## Andrew Byrnes: Fetch Rewards Coding Exercise - Data Analyst
### 2.1-EDA_first_pass.ipynb

This notebook represents a first draft / draft as I explore the exercise questions. It does not neccessiarly contain my final answers, but is for the most part reflective of how I would start to approach these problems. My final presentation of answers can be found in 2.2-FINAL-ANSWERS.ipynb.

### Data Sources
- fetch.db: SQLite file from notebook 1-Data_Prep
- fetch_db_erd.jpg: ERD image, documenting fetch.db schema designed and created in notebook 1-Data_Prep

### Changes
- 09-21-2022 : Set up notebook
- 09-22-2022 : 

In [1]:
import pandas as pd
from pathlib import Path
import os
from datetime import datetime
import sqlite3

### File Locations

In [5]:
today = datetime.today()
print(today)
db_path = Path.cwd() / "data" / "processed" / "fetch.db"
erd_fetch_db = Path.cwd() / "data" / "interim" / "fetch_db_erd.jpg" 

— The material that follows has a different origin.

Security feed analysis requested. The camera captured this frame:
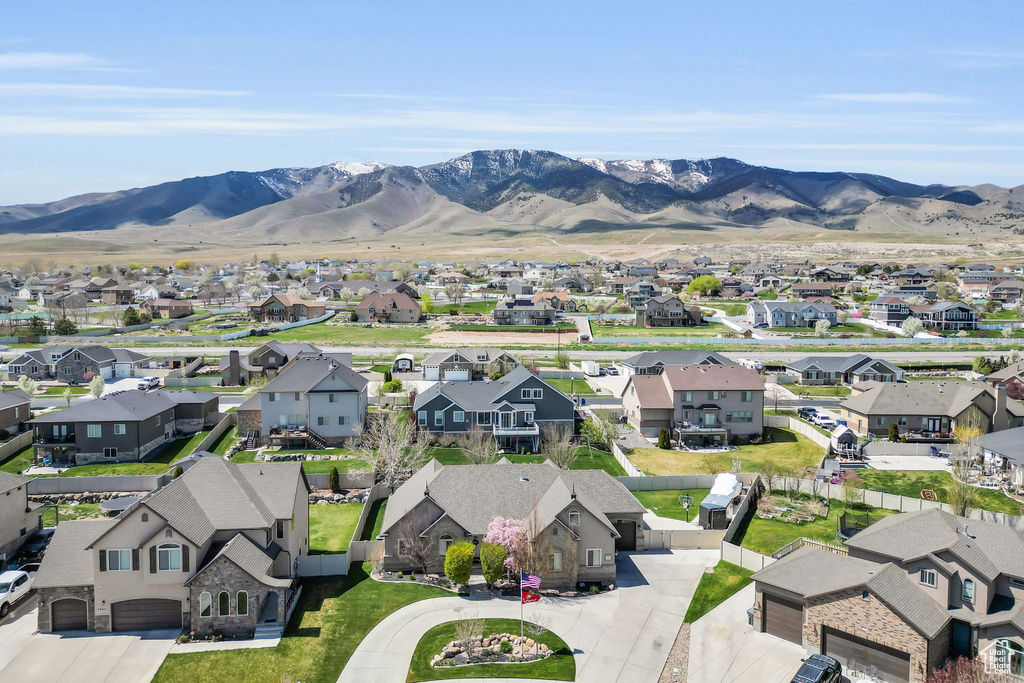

2022-09-22 11:25:26.195513


### Formatting and options

In [3]:
pd.set_option('display.max_colwidth', None)
# pd.set_option('display.max_rows', None)
pd.reset_option('display.max_rows')
pd.set_option('display.max_columns', None)
# pd.reset_option('display.max_columns')

## First: Review Existing Unstructured Data and Diagram a New Structured Relational Data Model

1-Data_Prep.ipynb capatures my process from start to finsih of reviewing the data, performing some transfomrations, and loading 4 tables of data into a SQLite database. 

I've structured the data as presented in this ERD:
![fetch_db_erd.jpg](attachment:fetch_db_erd.jpg)  
*Note: brands.barcode <-> receipt_items is not implemented as a 0 or 1 to zero or many relationship in fetch.db as depicted above. There are duplicate values present in brands.barcode, those values are flagged in brands.dupe_barcode for easy filtering. Without filtering this join may cause unintended duplicates and in a production environment would need to be addressed.*

## Second: Write a query that directly answers a predetermined question from a business stakeholder

In [None]:
query = f"""
        select 
            
        from
            
        where
            
    """
#execute the above query and save results to dataframe 
conn = sqlite3.connect(db_path)
df = pd.read_sql_query(query, conn)
conn.close()
df

###  What are the top 5 brands by receipts scanned for most recent month?
I don't want to over count receipts for a brand if multiple different items of the same brand were purchased on the same receipt. Is that a possiblity with this data and something I need to account for?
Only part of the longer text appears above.